Antiguidade e tecnologia de mãos dadas

vidraceiros

A empresa J.F. Vidraceiros junta o melhor da experiência de José Fernandes, com 44 anos no setor do vidro, à aposta nos equipamentos de última geração. Próximo passo é a aquisição de um robot para montar o vidro.

Poder-se-ia pensar que uma vidraria em nome próprio do seu sócio-gerente, nascida em 2001 em Fátima, seria o mais tradicional possível. Mas esse pensamento só faria sentido em alguém que não conheça o setor nem a J.F. Vidraceiros. “Nós, no vidro, tivemos um investimento muito grande nos últimos 20 anos. Tento modernizar-me, mas não é fácil”, explicou José Fernandes. “Se fosse uma serralharia, investia 50/60 mil euros para a pôr a funcionar. No vidro gastamos 2 milhões de euros à vontade”, comparou.
A empresa é, sem dúvida, um sucesso em nome individual. “Estou há 19 anos sozinho. Tudo o que ganhei está aqui dentro. Tenho um milhão de euros investidos aqui”, disse à IN, durante a entrevista nas instalações alugadas da J.F. Vidraceiros.

A vidraria comercializa e instala vidros temperados, vidros especiais, espelhos e divisórias para chuveiros, quer seja em residências, quer seja em espaços comerciais em qualquer ponto do país. No início faziam apenas montagens, depois passaram à aplicação, fruto das necessidades do mercado e da evolução da carteira de clientes. “A firma nasceu a 2 de março de 2001 comigo sozinho, mas eu nasci dentro do setor.
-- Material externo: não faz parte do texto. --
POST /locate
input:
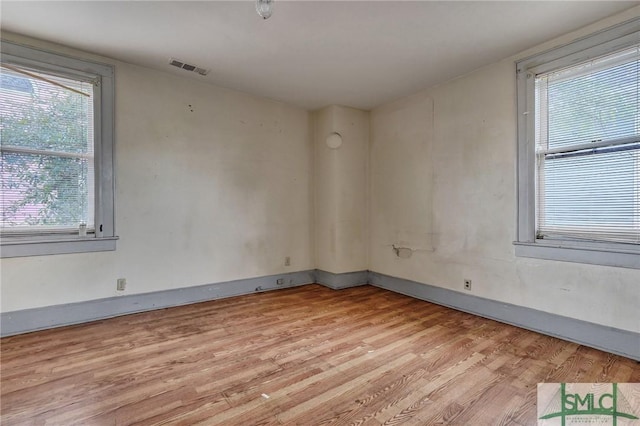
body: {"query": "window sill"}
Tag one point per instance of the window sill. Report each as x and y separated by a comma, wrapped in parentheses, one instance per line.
(15, 247)
(619, 255)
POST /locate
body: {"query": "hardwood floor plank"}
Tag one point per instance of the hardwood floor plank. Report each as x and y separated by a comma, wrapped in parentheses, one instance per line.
(306, 355)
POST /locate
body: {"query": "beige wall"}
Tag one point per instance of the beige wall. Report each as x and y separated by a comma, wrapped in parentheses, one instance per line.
(464, 155)
(341, 190)
(219, 193)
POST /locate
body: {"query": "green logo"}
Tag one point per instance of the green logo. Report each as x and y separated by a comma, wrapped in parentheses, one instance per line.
(581, 407)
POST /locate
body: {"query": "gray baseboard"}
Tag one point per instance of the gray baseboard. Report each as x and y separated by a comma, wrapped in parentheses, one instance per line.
(340, 281)
(27, 320)
(609, 339)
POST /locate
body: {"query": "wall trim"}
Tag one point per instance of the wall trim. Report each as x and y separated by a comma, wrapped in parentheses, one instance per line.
(617, 341)
(341, 280)
(27, 320)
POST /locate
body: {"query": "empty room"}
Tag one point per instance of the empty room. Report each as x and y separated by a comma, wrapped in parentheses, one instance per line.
(270, 212)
Tenho 44 anos no setor do vidro”, recordou.

A equipa foi difícil de formar, pois “leva um ano a formar um operário e temos de ser nós empresários a fazê-lo, já que ninguém nos ajuda”, mas é composta por 17 funcionários, dos mais novos até aos mais experientes. Eles fazem a manutenção dos vidros e controlam o serviço de CNC [controlo numérico computorizado], essencial para produzir todas as peças. “Este ano vou ver se compro um robot de montagens. É uma mais-valia no transporte de pesos, como as montras grandes”, anunciou José Fernandes.
Só para se ter uma ideia de quanto pesa o vidro e de quanta densidade tem, “o normal é de 2,5 de densidade por metro quadrado. No betão é 2,6 de densidade por metro quadrado. Portanto, um metro quadrado de vidro tem 20 quilos”. Por isso é que é essencial este investimento em equipamentos tecnológicos.

O robot virá de Itália ou dos Países Baixos. “Temos de tirar rentabilidade. Já há cá um em Portugal, já não sou o primeiro”, admitiu, passando a explicar. “É necessário um investimento anual, porque a maquinaria ultrapassa-se rapidamente. O vidro evoluiu muito e está sempre a alterar”.

Além disso, é muito mais seguro fazer este trabalho de vidraceiro com a maquinaria adequada. “Raramente se corta no vidro como antigamente. É mais fácil os mais velhos se cortarem, porque facilitamos. Tenho mais de 150 pontos pelo corpo todo”, contou, convicto do futuro a curto prazo: um robot para fazer as montagens, por causa do peso do vidro, e aliviar a carga à equipa. Mas não o volume de projetos cumpridos com agilidade, rapidez, qualidade e economia.